Assim, o texto oral ou escrito, produzido pela criança, apresenta apenas um
critério de avaliação, a observância dos padrões normativos. Tudo o que foge ao padrão
da língua preconizada pela escola é considerada como erro. A questão é muito mais
complexa do que esta observação possa aparentar a primeira vista.
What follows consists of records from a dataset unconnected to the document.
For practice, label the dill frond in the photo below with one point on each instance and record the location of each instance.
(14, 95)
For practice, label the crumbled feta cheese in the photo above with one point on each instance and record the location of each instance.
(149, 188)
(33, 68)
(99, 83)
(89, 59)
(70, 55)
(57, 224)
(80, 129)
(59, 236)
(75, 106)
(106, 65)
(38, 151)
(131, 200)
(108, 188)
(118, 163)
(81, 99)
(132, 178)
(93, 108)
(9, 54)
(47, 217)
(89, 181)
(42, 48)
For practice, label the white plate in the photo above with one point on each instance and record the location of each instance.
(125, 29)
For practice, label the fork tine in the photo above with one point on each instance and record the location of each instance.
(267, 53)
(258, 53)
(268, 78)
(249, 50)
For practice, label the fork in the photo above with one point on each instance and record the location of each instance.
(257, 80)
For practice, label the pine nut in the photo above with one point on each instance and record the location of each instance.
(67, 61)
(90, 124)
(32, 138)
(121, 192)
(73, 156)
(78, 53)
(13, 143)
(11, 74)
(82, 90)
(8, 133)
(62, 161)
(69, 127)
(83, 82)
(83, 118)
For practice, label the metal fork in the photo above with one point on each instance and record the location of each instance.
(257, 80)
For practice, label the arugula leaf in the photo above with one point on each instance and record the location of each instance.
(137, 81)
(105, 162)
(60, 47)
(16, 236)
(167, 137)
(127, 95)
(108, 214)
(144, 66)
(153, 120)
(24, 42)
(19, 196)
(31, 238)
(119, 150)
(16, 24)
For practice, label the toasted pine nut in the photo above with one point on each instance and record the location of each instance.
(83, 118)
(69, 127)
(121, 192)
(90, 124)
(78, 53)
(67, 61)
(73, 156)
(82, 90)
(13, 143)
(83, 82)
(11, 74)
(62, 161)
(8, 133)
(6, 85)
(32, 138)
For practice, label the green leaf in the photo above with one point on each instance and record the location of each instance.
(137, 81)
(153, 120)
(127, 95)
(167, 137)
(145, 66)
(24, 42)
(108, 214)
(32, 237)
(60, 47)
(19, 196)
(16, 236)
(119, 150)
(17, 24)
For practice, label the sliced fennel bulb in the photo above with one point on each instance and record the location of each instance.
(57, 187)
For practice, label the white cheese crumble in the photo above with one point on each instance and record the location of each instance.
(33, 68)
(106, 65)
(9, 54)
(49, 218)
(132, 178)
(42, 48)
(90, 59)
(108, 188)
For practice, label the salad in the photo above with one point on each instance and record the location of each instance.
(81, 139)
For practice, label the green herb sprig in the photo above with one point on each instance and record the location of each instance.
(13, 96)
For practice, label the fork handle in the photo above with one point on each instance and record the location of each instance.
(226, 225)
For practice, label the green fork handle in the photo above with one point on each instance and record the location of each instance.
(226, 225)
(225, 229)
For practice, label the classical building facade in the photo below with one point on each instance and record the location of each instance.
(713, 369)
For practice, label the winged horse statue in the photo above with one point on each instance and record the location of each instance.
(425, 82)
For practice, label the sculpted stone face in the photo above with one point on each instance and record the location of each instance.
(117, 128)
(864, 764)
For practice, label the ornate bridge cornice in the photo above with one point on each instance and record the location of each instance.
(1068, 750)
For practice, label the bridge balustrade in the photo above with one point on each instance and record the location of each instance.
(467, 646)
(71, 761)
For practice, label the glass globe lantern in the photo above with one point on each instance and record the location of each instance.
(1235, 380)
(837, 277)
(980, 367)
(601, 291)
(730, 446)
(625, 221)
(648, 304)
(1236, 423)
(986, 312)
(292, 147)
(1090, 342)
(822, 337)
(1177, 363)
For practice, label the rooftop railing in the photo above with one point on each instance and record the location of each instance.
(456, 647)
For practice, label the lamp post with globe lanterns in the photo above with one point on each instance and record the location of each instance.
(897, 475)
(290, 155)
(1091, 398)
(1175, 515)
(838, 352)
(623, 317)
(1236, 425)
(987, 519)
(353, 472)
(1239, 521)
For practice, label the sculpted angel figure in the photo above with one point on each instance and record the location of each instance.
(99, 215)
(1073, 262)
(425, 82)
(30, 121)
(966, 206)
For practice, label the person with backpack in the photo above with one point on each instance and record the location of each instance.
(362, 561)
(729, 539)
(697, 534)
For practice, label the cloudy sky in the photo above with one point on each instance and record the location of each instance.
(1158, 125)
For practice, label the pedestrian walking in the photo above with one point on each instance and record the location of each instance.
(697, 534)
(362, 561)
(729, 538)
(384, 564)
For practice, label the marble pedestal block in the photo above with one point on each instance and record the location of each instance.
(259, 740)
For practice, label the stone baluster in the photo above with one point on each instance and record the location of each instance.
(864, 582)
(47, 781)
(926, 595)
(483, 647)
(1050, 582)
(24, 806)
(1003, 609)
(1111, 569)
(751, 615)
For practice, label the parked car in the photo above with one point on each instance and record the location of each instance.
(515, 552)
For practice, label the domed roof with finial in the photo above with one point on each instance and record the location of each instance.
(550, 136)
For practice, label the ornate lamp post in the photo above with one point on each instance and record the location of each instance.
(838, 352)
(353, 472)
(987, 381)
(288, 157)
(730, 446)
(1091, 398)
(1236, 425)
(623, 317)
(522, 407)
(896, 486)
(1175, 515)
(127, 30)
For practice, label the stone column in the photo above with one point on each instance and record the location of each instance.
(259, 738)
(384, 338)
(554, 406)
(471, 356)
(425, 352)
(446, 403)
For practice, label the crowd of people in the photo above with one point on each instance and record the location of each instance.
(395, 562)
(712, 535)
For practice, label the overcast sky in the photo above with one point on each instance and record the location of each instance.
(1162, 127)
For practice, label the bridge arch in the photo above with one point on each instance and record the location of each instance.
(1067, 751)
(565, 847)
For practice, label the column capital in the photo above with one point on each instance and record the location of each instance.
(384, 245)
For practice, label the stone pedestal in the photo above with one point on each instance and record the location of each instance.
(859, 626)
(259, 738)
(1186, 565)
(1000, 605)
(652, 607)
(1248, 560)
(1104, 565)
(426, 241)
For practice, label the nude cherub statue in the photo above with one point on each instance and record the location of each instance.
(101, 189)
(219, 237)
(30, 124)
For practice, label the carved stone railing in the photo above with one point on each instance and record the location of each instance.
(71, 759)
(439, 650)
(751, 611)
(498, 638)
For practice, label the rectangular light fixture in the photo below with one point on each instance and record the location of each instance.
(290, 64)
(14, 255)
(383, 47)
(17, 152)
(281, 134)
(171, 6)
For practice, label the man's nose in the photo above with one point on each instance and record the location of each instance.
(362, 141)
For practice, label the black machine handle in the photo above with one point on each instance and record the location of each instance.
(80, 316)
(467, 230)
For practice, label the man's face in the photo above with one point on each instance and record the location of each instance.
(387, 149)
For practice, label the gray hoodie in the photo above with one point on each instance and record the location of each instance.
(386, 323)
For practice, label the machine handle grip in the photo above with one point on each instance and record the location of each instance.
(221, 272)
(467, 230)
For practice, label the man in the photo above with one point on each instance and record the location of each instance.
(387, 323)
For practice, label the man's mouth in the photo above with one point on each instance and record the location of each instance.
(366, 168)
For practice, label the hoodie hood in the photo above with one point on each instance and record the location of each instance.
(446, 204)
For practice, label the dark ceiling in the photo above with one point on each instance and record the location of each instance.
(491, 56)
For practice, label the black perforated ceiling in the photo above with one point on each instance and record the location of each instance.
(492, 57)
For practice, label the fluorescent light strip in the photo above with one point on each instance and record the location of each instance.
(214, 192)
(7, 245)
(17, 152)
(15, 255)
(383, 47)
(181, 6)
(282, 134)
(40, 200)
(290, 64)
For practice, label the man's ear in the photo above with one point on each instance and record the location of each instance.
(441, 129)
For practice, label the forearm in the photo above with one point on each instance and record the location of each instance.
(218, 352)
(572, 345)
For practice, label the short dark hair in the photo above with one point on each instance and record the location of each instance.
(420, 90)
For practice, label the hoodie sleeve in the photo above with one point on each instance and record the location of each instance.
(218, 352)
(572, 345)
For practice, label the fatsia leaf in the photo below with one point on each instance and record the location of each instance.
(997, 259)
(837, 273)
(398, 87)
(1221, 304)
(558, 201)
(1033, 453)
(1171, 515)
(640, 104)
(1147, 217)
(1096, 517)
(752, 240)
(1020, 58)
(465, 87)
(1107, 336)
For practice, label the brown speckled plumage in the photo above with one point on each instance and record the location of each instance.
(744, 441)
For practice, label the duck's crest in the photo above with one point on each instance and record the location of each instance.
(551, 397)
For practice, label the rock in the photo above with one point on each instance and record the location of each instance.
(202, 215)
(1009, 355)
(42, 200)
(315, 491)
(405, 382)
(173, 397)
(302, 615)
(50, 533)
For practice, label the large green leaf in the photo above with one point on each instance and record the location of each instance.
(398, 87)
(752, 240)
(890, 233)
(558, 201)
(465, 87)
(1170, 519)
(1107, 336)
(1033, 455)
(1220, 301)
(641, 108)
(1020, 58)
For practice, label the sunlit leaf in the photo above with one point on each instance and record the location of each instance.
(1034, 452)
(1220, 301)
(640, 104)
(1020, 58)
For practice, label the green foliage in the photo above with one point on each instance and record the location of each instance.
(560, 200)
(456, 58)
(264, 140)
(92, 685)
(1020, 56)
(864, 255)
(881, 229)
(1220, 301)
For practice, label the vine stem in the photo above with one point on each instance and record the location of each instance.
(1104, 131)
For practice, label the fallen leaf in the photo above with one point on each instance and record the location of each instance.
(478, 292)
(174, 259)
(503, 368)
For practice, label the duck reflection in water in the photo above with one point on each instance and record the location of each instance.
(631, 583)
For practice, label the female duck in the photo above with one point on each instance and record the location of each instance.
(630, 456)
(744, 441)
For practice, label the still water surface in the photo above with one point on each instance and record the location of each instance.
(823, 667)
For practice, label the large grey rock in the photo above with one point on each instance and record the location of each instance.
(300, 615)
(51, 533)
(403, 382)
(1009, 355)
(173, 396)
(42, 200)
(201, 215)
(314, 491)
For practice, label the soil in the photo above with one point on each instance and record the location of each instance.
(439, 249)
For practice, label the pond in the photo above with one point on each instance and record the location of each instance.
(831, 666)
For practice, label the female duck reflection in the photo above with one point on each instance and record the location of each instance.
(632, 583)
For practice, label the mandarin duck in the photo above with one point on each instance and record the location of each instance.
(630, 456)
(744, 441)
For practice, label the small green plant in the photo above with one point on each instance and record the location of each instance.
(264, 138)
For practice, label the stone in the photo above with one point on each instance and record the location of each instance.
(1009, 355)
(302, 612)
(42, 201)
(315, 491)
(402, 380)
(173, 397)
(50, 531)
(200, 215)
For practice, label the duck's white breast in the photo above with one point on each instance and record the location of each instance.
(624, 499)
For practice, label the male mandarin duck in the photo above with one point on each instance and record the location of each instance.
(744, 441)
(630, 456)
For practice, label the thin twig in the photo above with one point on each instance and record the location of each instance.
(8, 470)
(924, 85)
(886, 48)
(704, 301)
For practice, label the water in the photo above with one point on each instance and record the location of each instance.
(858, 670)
Enquanto este docente,
sem uma formação adequada e atual, olha para um texto escrita e percebe nele apenas
aspectos de natureza ortográfica a serem abordados, perde-se a oportunidade de se fazer
um trabalho de consciência linguística em prol da ampliação do repertório de saberes
linguísticos trazidos por esta criança.
Neste estudo, uma vez mais sublinhamos a relevância da competência técnica do
professor e o domínio do conhecimento dos fenômenos linguísticos relacionados à
docência em alfabetização, assim como alguns estudiosos têm apontado ao longo do
tempo, tais como Cagliari (2012), Lemle (2007), Kato (1999), entre outros. Sem isso, a
escola enfrentará sempre novos dilemas sem, no entanto, atacar antigos problemas
relacionados à aprendizagem da língua escrita desde a alfabetização.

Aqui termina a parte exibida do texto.